Patients should be asked to go home and rest instead of swallowing antibiotics, according to health officials.


According to Public Health England (PHE), up to a fifth of antibiotic regulations are useless because many diseases improve on their own.
Excessive use of drugs makes it more difficult to treat infections through drug-resistant superbugs.

PHE says patients have a "role to play" to stop the onset of infections.
It is estimated:

✂ 5,000 people die annually in England due to drug-resistant infections

✂ Four out of 10 cases of E. coli infections in the blood can not be treated with first line antibiotics.

By 2050 drug-resistant infections worldwide are expected to kill more people than they currently die
Antibiotics are essential in sepsis, pneumonia, bacterial meningitis and other serious infections.

But PHE says antibiotics are not essential for all diseases.
Coughing or bronchitis can take up to three weeks to go away, but antibiotics reduce it within one or two days, he says.
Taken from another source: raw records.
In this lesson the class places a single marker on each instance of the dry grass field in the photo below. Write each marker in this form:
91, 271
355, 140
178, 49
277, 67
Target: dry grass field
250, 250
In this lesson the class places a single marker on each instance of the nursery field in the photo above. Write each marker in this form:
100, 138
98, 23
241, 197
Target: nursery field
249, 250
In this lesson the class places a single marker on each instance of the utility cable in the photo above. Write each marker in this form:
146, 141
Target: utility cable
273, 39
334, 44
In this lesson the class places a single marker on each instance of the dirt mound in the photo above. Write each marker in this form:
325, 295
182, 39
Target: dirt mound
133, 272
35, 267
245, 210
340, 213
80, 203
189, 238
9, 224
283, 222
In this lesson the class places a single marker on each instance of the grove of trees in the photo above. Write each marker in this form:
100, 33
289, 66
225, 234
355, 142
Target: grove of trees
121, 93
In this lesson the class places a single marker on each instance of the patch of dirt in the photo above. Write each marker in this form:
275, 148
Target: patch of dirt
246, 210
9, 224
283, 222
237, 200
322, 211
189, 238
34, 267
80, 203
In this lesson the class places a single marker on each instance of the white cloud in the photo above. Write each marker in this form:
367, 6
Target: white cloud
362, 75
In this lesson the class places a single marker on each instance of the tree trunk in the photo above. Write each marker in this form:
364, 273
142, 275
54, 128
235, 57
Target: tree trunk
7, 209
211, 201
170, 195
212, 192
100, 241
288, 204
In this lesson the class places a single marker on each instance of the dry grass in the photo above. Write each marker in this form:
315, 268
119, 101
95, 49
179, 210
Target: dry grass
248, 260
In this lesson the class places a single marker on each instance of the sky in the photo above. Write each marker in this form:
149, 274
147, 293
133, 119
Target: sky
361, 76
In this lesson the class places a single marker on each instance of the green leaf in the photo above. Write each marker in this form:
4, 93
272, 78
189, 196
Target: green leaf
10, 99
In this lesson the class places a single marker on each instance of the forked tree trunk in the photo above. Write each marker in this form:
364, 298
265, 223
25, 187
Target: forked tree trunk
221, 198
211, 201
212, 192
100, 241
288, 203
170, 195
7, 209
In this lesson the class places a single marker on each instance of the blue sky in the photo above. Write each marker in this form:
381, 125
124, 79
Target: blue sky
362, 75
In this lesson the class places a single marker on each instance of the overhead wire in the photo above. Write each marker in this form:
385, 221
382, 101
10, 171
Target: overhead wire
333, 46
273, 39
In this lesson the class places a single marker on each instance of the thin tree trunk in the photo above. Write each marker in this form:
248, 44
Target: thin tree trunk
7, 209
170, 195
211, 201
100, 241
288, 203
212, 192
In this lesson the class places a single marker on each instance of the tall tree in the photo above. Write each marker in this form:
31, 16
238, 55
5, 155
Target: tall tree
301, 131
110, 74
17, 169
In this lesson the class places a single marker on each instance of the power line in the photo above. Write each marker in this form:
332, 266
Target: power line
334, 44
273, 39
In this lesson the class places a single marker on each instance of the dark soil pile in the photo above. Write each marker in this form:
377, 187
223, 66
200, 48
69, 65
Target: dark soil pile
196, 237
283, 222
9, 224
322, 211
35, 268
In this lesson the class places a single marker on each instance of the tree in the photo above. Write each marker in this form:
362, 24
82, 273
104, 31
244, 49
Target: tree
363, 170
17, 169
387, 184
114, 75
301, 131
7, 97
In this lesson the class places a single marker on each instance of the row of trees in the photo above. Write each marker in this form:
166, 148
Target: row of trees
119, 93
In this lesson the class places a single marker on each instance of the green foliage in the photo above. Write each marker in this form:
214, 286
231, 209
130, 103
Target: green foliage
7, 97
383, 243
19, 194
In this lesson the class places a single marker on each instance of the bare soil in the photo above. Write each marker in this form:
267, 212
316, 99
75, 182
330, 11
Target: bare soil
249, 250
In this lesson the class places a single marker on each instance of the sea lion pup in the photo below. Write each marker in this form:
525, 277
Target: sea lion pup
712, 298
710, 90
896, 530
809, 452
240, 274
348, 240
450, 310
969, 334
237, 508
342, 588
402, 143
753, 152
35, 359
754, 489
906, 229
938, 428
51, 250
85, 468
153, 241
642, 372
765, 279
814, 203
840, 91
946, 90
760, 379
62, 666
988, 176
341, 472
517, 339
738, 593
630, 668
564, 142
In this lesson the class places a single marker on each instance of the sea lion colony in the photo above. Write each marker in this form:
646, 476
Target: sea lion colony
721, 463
Professor Paul Cosford, PHE's Medical Director, told the BBC: "We often do not need antibiotics for common conditions.
"Most of us will have infections from time to time and will recover because of our own immunity." He said patients should not go to their doctor to "wait for an antibiotic".

Instead, for infections that our body can handle, it's advice: To have a lot of rest

✂ use analgesics like paracetamol

✂ drink a lot of liquids
Professor Cosford said, "A doctor can tell you when antibiotics are really needed.

"The fact is that if you use antibiotics when you do not need it, you'll be more likely to have an infection for which antibiotics will not work in the coming months."

The Working Antibiotics Working Campaign will also show that patients spread leaves indicating how long it is normal to recover and the warning signs of a serious illness.

✂ Analysis: Apocalypse of antibiotics

✂ World at the beginning of the "post-antibiotic era"

✂ Oral sex spreads unstable bacteria
✂ The spread of supergonorrhea ensures great care "

Apocalypse

Bacteria are incredibly dull: once you attack them with antibiotics, they find ways to survive. People died of bedbugs that are resistant to all antibiotics.

England's medical director, Professor Dame Sally Davies, has already warned of a "post-antibiotic apocalypse".
If drugs fail, not only are infections more difficult to treat, but common medical procedures such as caesarean section and cancer treatments can be too risky.

Serious and drug-resistant infections are sent to Colindale's PHE laboratories in North London for analysis.

Professor Neil Woodford, who leads the antimicrobial resistance site, said that the most powerful antibiotics, such as carbapenems, failed more often.
He told: "When we return to 2005/07, we have seen these bacteria in two or four cases a year.

"Last year we confirmed these resistant bacteria in more than 2,000 cases."